Da der Bw in der Berufung vom 27.5.2010 gegen den Zurückweisungsbescheid offensichtlich neuerlich die Vorhaltsbeantwortung (er spricht von der "Ergänzung vom 12.1.") als "Einspruch" (richtigerweise Berufung) gegen den Einkommensteuerbescheid 2008 ansieht, ist darauf hinzuweisen, dass die Vorhaltsbeantwortung über Ersuchen des FA (Vorhalt) vom 4.12.2009 erfolgt ist. Eine Vorhaltsbeantwortung kann aber - selbst wenn sie zufälligerweise innerhalb der Rechtsmittelfrist eingebracht wird - schon deshalb nicht als Berufung gewertet werden, weil eine solche grundsätzlich über Ersuchen der Behörde erfolgt, während eine Berufung von einem Abgabepflichtigen ohne behördlichen Auftrag, d.h. aus eigenem Antrieb erhoben bzw. eingebracht wird.

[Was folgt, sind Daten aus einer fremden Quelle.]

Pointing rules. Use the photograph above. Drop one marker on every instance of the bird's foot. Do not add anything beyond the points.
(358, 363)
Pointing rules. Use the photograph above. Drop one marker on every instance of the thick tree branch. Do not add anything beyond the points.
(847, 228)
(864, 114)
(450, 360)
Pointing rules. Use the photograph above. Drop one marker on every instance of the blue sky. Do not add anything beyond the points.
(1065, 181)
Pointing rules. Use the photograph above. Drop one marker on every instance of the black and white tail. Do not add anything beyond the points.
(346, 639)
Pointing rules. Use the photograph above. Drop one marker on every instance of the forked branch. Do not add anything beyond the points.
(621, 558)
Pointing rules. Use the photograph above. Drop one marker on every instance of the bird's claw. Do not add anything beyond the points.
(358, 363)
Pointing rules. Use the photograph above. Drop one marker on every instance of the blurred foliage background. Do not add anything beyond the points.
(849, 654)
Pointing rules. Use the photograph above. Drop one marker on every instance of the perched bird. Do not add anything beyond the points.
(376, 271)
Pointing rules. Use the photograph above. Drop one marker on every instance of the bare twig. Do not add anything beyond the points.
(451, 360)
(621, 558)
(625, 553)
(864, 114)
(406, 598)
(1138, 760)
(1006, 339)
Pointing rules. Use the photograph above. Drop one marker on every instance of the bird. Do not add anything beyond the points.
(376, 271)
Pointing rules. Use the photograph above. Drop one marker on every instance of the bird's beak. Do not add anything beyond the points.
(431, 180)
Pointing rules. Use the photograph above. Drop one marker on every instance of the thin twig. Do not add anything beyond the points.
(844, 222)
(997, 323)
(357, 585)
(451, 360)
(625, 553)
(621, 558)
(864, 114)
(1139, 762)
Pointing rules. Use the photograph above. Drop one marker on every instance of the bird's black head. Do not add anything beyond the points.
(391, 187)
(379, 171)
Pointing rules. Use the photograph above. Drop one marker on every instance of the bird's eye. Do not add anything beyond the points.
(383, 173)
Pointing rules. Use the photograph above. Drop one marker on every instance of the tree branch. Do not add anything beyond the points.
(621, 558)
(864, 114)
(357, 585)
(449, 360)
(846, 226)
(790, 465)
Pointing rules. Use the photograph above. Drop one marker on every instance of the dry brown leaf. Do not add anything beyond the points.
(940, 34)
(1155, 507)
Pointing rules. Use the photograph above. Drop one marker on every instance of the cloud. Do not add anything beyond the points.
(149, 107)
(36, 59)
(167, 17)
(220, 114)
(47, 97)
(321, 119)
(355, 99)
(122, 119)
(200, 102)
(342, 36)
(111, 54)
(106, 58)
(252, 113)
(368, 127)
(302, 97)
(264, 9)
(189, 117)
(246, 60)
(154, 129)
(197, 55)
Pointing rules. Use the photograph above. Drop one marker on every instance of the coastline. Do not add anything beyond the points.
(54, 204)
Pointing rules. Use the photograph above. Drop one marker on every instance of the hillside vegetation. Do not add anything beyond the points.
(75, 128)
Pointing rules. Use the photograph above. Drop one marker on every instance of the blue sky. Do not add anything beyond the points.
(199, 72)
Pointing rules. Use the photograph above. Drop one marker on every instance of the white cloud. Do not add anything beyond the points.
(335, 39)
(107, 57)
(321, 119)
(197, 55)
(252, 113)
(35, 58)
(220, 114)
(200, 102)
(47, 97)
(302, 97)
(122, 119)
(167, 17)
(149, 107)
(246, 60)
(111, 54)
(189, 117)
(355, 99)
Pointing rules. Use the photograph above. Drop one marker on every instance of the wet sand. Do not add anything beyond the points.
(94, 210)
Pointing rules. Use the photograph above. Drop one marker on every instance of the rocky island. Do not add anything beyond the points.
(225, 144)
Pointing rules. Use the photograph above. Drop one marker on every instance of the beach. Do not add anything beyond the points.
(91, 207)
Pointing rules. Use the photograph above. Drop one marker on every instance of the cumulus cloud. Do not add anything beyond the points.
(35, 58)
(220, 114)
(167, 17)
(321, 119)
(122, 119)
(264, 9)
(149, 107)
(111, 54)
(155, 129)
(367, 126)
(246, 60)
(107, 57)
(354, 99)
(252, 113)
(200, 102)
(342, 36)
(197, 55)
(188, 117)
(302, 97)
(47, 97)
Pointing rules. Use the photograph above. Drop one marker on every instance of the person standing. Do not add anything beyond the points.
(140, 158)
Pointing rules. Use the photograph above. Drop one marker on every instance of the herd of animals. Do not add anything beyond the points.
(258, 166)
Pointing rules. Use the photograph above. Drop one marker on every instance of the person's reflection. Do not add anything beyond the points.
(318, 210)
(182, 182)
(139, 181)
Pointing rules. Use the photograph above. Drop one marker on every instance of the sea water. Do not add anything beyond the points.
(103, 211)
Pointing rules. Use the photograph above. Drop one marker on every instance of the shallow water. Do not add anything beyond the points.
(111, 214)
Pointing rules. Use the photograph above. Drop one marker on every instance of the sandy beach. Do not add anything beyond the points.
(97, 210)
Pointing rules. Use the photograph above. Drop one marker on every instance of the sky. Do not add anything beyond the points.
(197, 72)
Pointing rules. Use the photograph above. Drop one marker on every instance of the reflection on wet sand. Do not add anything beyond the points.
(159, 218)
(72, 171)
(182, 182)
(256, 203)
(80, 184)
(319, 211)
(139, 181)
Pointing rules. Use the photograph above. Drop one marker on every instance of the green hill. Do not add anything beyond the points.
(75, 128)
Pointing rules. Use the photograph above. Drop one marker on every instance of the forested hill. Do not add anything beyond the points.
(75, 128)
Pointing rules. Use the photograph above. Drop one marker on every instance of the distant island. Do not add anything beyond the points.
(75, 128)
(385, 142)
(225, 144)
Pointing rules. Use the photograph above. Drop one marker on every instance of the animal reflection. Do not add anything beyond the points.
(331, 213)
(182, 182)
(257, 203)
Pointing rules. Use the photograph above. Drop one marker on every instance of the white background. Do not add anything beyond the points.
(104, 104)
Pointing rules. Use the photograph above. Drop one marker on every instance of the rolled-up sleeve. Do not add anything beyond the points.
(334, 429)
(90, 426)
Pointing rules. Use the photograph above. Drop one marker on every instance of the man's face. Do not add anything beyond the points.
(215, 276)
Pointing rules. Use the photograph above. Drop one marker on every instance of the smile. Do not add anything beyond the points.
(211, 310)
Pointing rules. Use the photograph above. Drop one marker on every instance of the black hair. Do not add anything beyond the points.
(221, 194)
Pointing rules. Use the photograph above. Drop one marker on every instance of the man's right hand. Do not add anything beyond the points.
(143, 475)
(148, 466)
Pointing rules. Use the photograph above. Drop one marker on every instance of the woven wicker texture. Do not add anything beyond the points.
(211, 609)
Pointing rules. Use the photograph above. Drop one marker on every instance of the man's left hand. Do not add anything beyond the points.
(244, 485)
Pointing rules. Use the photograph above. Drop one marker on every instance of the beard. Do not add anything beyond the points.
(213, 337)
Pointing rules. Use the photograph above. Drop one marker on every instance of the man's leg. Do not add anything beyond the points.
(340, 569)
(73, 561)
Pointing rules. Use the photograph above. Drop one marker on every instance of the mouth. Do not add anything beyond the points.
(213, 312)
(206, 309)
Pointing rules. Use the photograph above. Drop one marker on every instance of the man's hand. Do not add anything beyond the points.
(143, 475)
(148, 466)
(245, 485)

Im Übrigen liegt der objektive Erklärungswert einer Vorhaltsbeantwortung darin, auf konkrete Fragen des Finanzamtes, die der weiteren Sachverhaltsklärung dienen sollen, zu antworten und allenfalls Beweismittel für ein erstattetes Vorbringen vorzulegen.

In Würdigung der Gesamtumstände des vorliegenden Falles geht die Referentin daher davon aus, dass die vom Bw beim Finanzamt am 1. Dezember 2009 persönlich eingereichte Einkommensteuererklärung 2008 nicht als Berufung gegen den Einkommensteuerbescheid 2008 gewertet werden kann. Dem (diesfalls zwingenden) Ausspruch der Zurückweisung des Vorlageantrages steht die vom Finanzamt erlassene Berufungsvorentscheidung nicht entgegen (vgl. VwGH 20.3.1989 mwN). Vielmehr ist die vom Finanzamt mangels Berufung rechtswidrig infolge Unzuständigkeit erlassene Berufungsvorentscheidung gem. § 289 Abs. 2 BAO ersatzlos aufzuheben und der Vorlageantrag vom 15.3.2010 mangels Vorliegens eines Anbringens (§ 85 Abs. 1 BAO), das als Berufung (§ 250 Abs. 1 BAO) zu werten ist, als unzulässig zurückzuweisen. Ein Vorlageantrag setzt aber unabdingbar eine Berufung bzw. wirksame Berufungsvorentscheidung voraus (vgl. Ritz, BAO3, § 276 Tz 26). Der Einkommensteuerbescheid 2008 ist sohin bereits mangels Einbringung eines Anbringens, das als Berufung zu werten war, in Rechtskraft erwachsen. Unter diesen Umständen ist es aber auch nicht mehr von Bedeutung, ob der Vorlageantrag gegen die in Folge Aufhebung nicht mehr im Rechtsbestand befindliche Berufungsvorentscheidung rechtzeitig eingebracht wurde oder nicht.

Es war daher spruchgemäß zu entscheiden.